Don't blame reviewers for missing these things.
Code review should not be how you catch bugs.
What Is Code Review For, Then?
Code review is for three things.
First, code review is for catching process failures. If a reviewer has noticed a few bugs of the same type in code review, that's a sign that that type of bug is probably getting through review more often than it's getting caught. Which means it's time to figure out a way to deploy a tool or a test into CI that will reliably prevent that class of error, without requiring reviewers to be vigilant to it any more.
Second - and this is actually its more important purpose - code review is a tool for acculturation. Even if you already have good tools, good processes, and good documentation, new members of the team won't necessarily know about those things. Code review is an opportunity for older members of the team to introduce newer ones to existing tools, patterns, or areas of responsibility. If you're building an observer pattern, you might not realize that the codebase you're working in already has an existing idiom for doing that, so you wouldn't even think to search for it, but someone else who has worked more with the code might know about it and help you avoid repetition.

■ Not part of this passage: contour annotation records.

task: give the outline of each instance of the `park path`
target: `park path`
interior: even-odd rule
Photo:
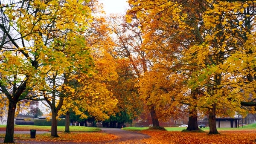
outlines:
[[[96,143],[90,143],[90,142],[83,142],[81,143],[82,144],[119,144],[122,143],[122,141],[125,141],[132,140],[134,141],[136,140],[139,140],[143,138],[147,138],[150,137],[149,136],[144,135],[142,133],[138,133],[135,132],[131,132],[127,130],[124,130],[120,129],[118,128],[101,128],[102,129],[102,132],[105,132],[107,133],[110,133],[113,135],[117,135],[119,137],[119,138],[115,140],[110,140],[109,141],[100,141]],[[45,131],[36,131],[36,134],[41,134],[45,132],[49,132]],[[0,131],[0,133],[5,133],[5,131]],[[18,134],[30,134],[30,131],[15,131],[15,133]],[[16,139],[15,140],[15,142],[17,144],[52,144],[52,142],[47,142],[47,141],[23,141],[22,140]],[[0,143],[3,143],[3,138],[0,138]],[[77,142],[55,142],[54,144],[77,144]]]

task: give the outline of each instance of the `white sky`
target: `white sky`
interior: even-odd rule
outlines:
[[[107,14],[125,14],[128,7],[127,0],[99,0],[103,3],[104,11]]]

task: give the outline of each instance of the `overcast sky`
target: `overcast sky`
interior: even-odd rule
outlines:
[[[107,14],[125,13],[128,7],[127,0],[99,0],[104,5],[104,11]]]

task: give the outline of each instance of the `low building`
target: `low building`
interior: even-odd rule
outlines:
[[[243,125],[243,119],[237,118],[216,118],[216,126],[220,127],[239,127],[240,124]],[[205,118],[204,124],[209,126],[209,118]]]

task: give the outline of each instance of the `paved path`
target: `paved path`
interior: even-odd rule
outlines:
[[[97,143],[97,144],[118,144],[122,141],[125,141],[127,140],[139,140],[143,138],[148,138],[150,137],[149,136],[144,135],[142,133],[138,133],[134,132],[128,131],[127,130],[124,130],[120,129],[117,128],[101,128],[102,130],[102,132],[105,132],[110,133],[117,135],[119,137],[119,138],[116,140],[111,140],[108,141],[102,141]],[[49,132],[45,131],[36,131],[36,134],[41,134],[46,132]],[[30,134],[30,131],[15,131],[15,133],[19,133],[19,134]],[[5,133],[5,131],[0,131],[0,133]],[[0,143],[3,143],[3,138],[0,138]],[[15,143],[19,144],[52,144],[52,142],[46,142],[46,141],[23,141],[19,140],[15,140]],[[54,144],[76,144],[77,143],[72,142],[54,142]],[[84,143],[83,144],[95,144],[95,143]]]

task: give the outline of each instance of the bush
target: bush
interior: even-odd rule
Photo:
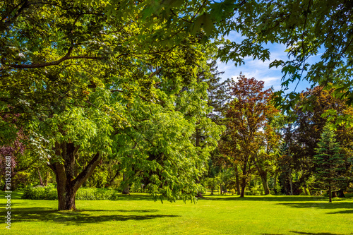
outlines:
[[[23,191],[22,199],[32,200],[57,200],[58,193],[55,186],[49,184],[43,186],[27,186]],[[118,191],[107,188],[85,188],[78,189],[76,200],[116,200]]]
[[[114,189],[81,188],[76,193],[76,200],[116,200],[118,191]]]
[[[27,186],[23,191],[21,199],[57,200],[56,188],[53,185],[43,186]]]

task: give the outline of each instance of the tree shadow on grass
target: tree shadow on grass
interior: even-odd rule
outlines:
[[[199,200],[246,200],[246,201],[269,201],[269,202],[296,202],[296,201],[325,201],[326,199],[323,197],[313,196],[245,196],[240,198],[232,195],[207,195]]]
[[[106,212],[106,213],[103,214],[102,212]],[[11,222],[41,221],[67,224],[68,225],[83,225],[104,222],[140,221],[179,217],[174,215],[136,215],[136,213],[155,212],[157,212],[157,210],[78,210],[72,212],[59,212],[50,207],[16,208],[11,212],[11,216],[13,218]],[[95,214],[95,212],[97,212],[97,214]],[[121,215],[121,212],[130,212],[131,214]]]
[[[304,231],[289,231],[291,233],[298,234],[308,234],[308,235],[340,235],[340,234],[331,234],[331,233],[306,233]]]
[[[148,194],[121,194],[118,195],[118,200],[153,200],[153,198]]]
[[[353,205],[352,205],[353,207]],[[341,211],[337,211],[335,212],[330,212],[327,214],[353,214],[353,210],[341,210]]]

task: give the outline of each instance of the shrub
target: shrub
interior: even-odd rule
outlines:
[[[116,200],[119,192],[107,188],[80,188],[78,189],[76,200]],[[22,199],[32,200],[57,200],[58,193],[55,186],[49,184],[43,186],[27,186],[23,191]]]

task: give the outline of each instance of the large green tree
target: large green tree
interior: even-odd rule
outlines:
[[[335,139],[334,131],[326,124],[316,148],[316,176],[323,188],[328,190],[329,203],[332,203],[332,191],[340,189],[345,183],[345,157],[340,143]]]
[[[124,6],[126,16],[108,17],[107,6],[1,2],[0,107],[19,114],[15,127],[1,120],[1,143],[23,130],[55,174],[60,210],[76,209],[77,190],[109,155],[133,161],[156,198],[193,198],[189,182],[220,131],[206,116],[207,85],[196,81],[208,69],[203,46],[184,35],[160,47],[149,41],[159,26]],[[203,148],[192,141],[196,125]]]
[[[233,100],[226,110],[228,138],[224,141],[222,149],[233,159],[233,164],[241,169],[240,196],[244,197],[254,167],[258,167],[261,174],[265,174],[260,160],[264,155],[261,156],[260,150],[264,145],[264,130],[270,129],[268,119],[277,110],[270,102],[272,90],[263,90],[263,81],[240,75],[237,82],[232,80],[229,89]],[[265,184],[266,181],[264,178]]]

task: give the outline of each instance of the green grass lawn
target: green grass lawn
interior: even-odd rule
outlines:
[[[142,193],[118,200],[76,200],[76,212],[57,202],[11,198],[11,229],[0,203],[1,234],[353,234],[353,199],[311,196],[213,195],[196,204],[154,202]]]

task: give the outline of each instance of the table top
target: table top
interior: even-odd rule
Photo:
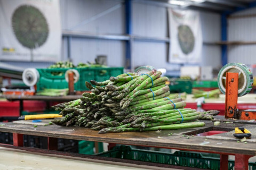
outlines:
[[[65,96],[17,96],[1,95],[0,98],[4,98],[9,100],[44,100],[44,101],[70,101],[79,99],[82,95],[67,95]]]
[[[81,97],[82,95],[67,95],[65,96],[17,96],[17,95],[0,95],[0,98],[4,98],[9,100],[56,100],[70,101]],[[187,95],[185,100],[187,103],[196,103],[196,98],[193,98],[193,95]],[[247,94],[238,97],[238,104],[255,104],[256,94]],[[225,95],[221,94],[218,98],[210,98],[205,99],[205,103],[225,103]]]
[[[122,144],[185,150],[235,155],[256,155],[256,129],[255,124],[221,123],[214,126],[213,122],[205,121],[205,126],[176,130],[148,132],[127,132],[99,134],[98,131],[77,126],[65,127],[57,125],[38,126],[13,122],[3,123],[0,131],[53,138],[71,139],[114,143]],[[252,138],[247,144],[237,142],[233,135],[235,127],[244,126],[252,132]],[[215,138],[191,135],[212,130],[230,131],[224,137],[219,134]],[[172,135],[169,135],[173,133]],[[223,134],[223,133],[222,133]],[[184,134],[186,134],[186,135]],[[188,138],[188,137],[189,138]]]

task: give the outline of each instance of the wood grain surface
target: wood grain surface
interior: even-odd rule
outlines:
[[[57,125],[38,126],[35,128],[33,125],[4,123],[0,126],[0,131],[17,133],[28,135],[49,137],[119,143],[129,145],[143,146],[164,148],[177,149],[185,150],[196,150],[201,152],[210,152],[218,154],[234,155],[236,154],[256,155],[256,143],[248,141],[247,144],[237,143],[237,140],[226,140],[220,136],[217,139],[206,139],[205,137],[184,135],[195,134],[211,130],[231,131],[235,127],[243,126],[254,128],[253,125],[222,123],[220,126],[214,126],[213,122],[205,121],[204,127],[177,130],[162,130],[148,132],[127,132],[99,134],[98,131],[88,128],[71,126],[65,127]],[[256,132],[252,132],[252,139],[255,139]],[[169,135],[173,133],[172,135]],[[233,132],[226,133],[226,137],[234,139]],[[225,134],[224,133],[224,134]],[[216,137],[219,135],[215,135]],[[189,138],[188,138],[189,137]]]

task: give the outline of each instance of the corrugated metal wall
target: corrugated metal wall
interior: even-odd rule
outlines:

You will notice that I carefully avoided saying "junior" or "senior" in that paragraph. Sometimes the newer team member is actually more senior. But also, the acculturation goes both ways. This is the third thing that code review is for: disrupting your team's culture and avoiding stagnation. If you have new talent, a fresh perspective can also be an extremely valuable tool for building a healthy culture. If you're new to a team and trying to build something with an observer pattern, and this codebase has no tools for that, but your last job did, and it used one from an open source library, that is a good thing to point out in a review as well. It's an opportunity to spot areas for improvement to culture, as much as it is to spot areas for improvement to process.
Thus, code review should be as hierarchically flat as possible. If the goal of code review were to spot bugs, it would make sense to reserve the ability to review code to only the most senior, detail-oriented, rigorous engineers in the organization. But most teams already know that that's a recipe for brittleness, stagnation and bottlenecks. Thus, even though we know that not everyone on the team will be equally good at spotting bugs, it is very common in most teams to allow anyone past some fairly low minimum seniority bar to do reviews, often as low as "everyone on the team who has finished onboarding".
Oops, Surprise, This Post Is Actually About LLMs Again
Sigh. I'm as disappointed as you are, but there are no two ways about it: LLM code generators are everywhere now, and we need to talk about how to deal with them. Thus, an important corollary of this understanding that code review is a social activity, is that LLMs are not social actors, thus you cannot rely on code review to inspect their output.
My own personal preference would be to eschew their use entirely, but in the spirit of harm reduction, if you're going to use LLMs to generate code, you need to remember the ways in which LLMs are not like human beings.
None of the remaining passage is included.